Chase kissed her forehead, slipping into the seat beside her. “Sorry it took me so long. My brothers wanted me to meet with them to talk.”

“About what?”

“What else?” He huffed. “Jonas.”

His name created a veil of angst between them. Alex swatted at it, but it stuck to her hand like a spider web.

“Anything new?”

“I really don’t want to talk about it,” Chase muttered, rubbing his forehead. “So, my dreams were rather loud last night.”

“Are you talking about Rae?”

“No. I mean all the singing. I assume it was coming from your mind, not mine.”

Definitely not.

“Do you recognize the voice?”

Alex assumed the voice belonged to Danya, his mother. Chase was the one who had grown up with a mom to soothe him, but Alex knew better than to mention Danya’s name. Chase would never admit to it for the sake of tact; after all, he had seventeen years longer with his mother than Alex had with hers, but he missed Danya, and Alex knew it. She felt it.

“Never heard that voice before last night,” Chase said. “Couldn’t be Rae, could it?”

“Rae doesn’t talk.”

“That you know of.” He intertwined his fingers with hers.

Alex shook her head. “That voice didn’t belong to a child.”
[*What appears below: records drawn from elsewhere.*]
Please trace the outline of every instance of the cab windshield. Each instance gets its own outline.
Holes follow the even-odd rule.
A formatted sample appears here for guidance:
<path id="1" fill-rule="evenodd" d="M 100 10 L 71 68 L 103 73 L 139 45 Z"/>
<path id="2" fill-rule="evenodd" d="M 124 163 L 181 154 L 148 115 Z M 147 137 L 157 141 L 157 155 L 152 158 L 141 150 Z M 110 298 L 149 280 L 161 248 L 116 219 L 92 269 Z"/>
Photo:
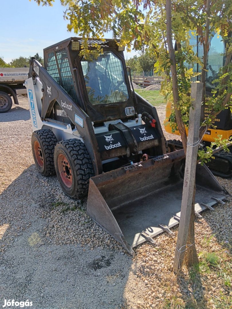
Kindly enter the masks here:
<path id="1" fill-rule="evenodd" d="M 112 52 L 105 52 L 97 60 L 83 58 L 81 63 L 90 103 L 95 105 L 127 100 L 122 64 Z"/>

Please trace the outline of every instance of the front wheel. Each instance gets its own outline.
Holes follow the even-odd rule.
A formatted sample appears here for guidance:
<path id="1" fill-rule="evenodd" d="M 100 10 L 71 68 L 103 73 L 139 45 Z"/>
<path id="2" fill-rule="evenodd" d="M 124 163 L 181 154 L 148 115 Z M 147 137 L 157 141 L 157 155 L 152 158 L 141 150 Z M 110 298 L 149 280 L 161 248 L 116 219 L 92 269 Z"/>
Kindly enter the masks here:
<path id="1" fill-rule="evenodd" d="M 0 91 L 0 113 L 6 113 L 12 107 L 12 99 L 6 92 Z"/>
<path id="2" fill-rule="evenodd" d="M 36 165 L 44 176 L 55 174 L 54 151 L 57 143 L 53 132 L 49 129 L 35 131 L 32 136 L 32 148 Z"/>
<path id="3" fill-rule="evenodd" d="M 59 142 L 55 148 L 54 163 L 58 180 L 67 195 L 76 199 L 87 194 L 89 178 L 94 172 L 83 143 L 75 138 Z"/>

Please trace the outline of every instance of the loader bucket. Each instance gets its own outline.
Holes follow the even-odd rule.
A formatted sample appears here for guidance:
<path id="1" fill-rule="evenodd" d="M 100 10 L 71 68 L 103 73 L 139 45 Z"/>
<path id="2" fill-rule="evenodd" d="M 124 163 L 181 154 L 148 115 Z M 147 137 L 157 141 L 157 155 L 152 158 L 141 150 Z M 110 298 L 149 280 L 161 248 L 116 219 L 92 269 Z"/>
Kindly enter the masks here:
<path id="1" fill-rule="evenodd" d="M 178 223 L 185 164 L 182 150 L 92 177 L 88 214 L 134 256 Z M 230 196 L 205 165 L 197 164 L 196 181 L 198 213 Z"/>

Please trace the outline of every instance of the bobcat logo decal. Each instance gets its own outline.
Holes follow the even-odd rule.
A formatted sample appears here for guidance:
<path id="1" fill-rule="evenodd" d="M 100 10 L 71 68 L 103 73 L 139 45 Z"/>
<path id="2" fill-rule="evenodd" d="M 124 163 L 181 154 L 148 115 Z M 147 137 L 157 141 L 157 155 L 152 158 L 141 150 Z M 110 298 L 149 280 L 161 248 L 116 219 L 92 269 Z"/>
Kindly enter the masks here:
<path id="1" fill-rule="evenodd" d="M 52 86 L 51 87 L 49 87 L 47 85 L 47 92 L 48 93 L 48 94 L 49 96 L 49 97 L 51 97 L 51 96 L 52 95 L 52 91 L 51 91 L 51 88 L 52 87 Z"/>
<path id="2" fill-rule="evenodd" d="M 145 133 L 147 133 L 147 131 L 145 130 L 145 127 L 143 129 L 140 129 L 140 128 L 139 128 L 139 129 L 140 130 L 140 133 L 141 134 L 144 134 L 145 135 Z"/>
<path id="3" fill-rule="evenodd" d="M 110 144 L 112 143 L 112 141 L 114 140 L 114 139 L 112 137 L 112 134 L 109 136 L 106 136 L 105 135 L 104 135 L 104 136 L 105 138 L 105 140 L 107 143 L 109 143 L 110 142 Z"/>

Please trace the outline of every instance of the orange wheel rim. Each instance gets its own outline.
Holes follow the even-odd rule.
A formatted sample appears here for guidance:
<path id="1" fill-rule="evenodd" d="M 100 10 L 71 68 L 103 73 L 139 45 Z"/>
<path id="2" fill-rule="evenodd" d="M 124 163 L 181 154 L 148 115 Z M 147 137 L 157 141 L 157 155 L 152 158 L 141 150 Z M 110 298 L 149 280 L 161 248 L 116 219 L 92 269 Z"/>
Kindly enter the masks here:
<path id="1" fill-rule="evenodd" d="M 65 156 L 60 154 L 57 158 L 59 173 L 62 182 L 68 188 L 72 184 L 72 171 L 69 162 Z"/>
<path id="2" fill-rule="evenodd" d="M 36 156 L 36 162 L 40 167 L 43 167 L 44 164 L 43 153 L 39 142 L 35 141 L 34 142 L 34 152 Z"/>

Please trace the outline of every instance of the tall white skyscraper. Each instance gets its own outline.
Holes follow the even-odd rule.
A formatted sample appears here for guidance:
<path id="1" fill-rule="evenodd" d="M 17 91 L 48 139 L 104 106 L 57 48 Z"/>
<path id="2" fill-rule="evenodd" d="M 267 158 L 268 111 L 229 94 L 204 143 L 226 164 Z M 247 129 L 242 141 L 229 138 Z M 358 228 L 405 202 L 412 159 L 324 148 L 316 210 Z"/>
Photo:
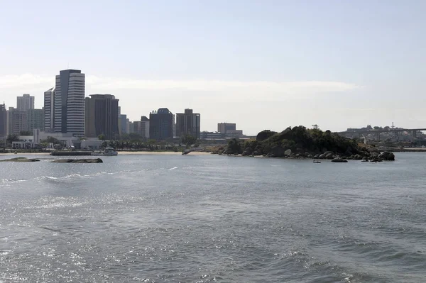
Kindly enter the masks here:
<path id="1" fill-rule="evenodd" d="M 45 131 L 55 131 L 55 88 L 45 91 L 44 101 L 44 128 Z"/>
<path id="2" fill-rule="evenodd" d="M 56 76 L 55 131 L 84 135 L 84 74 L 65 70 Z"/>
<path id="3" fill-rule="evenodd" d="M 34 96 L 29 94 L 23 94 L 22 96 L 16 97 L 16 110 L 18 111 L 26 111 L 34 109 Z"/>

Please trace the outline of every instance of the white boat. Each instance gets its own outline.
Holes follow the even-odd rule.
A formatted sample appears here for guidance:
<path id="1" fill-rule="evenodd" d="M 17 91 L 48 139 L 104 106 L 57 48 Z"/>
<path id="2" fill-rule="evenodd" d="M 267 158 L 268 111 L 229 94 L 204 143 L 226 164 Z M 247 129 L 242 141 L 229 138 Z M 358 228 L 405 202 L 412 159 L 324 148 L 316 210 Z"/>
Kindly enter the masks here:
<path id="1" fill-rule="evenodd" d="M 91 155 L 115 156 L 118 154 L 119 152 L 115 151 L 114 148 L 107 147 L 103 151 L 94 151 Z"/>

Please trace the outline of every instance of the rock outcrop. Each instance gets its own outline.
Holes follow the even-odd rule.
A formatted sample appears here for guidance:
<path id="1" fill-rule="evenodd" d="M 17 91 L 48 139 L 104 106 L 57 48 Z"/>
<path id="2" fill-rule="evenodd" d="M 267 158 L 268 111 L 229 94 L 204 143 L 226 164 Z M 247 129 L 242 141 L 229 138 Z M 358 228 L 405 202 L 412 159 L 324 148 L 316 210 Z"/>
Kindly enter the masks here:
<path id="1" fill-rule="evenodd" d="M 337 163 L 346 163 L 348 160 L 343 158 L 336 157 L 332 160 L 332 162 L 337 162 Z"/>
<path id="2" fill-rule="evenodd" d="M 378 157 L 386 161 L 395 161 L 395 155 L 388 151 L 381 153 Z"/>
<path id="3" fill-rule="evenodd" d="M 53 163 L 102 163 L 100 158 L 94 159 L 58 159 L 52 161 Z"/>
Besides, Rae wasn’t calm enough to sing in such a soft voice. Alex was beginning to wonder if Rae woke so frequently because of night terrors. She’d seen it happen several times. Rae would leap up, flailing and scrounging around for her charcoal. She’d panic until snatching a sheet of paper and delving into her own little world.

Rae only left the room to venture through the woods inside the city. She didn’t allow many other spirits to see her. Skipping through the trees, she could have been any other happy toddler, and afterward, Rae sat with paper on her lap and created something beautiful. Her way of saying thanks.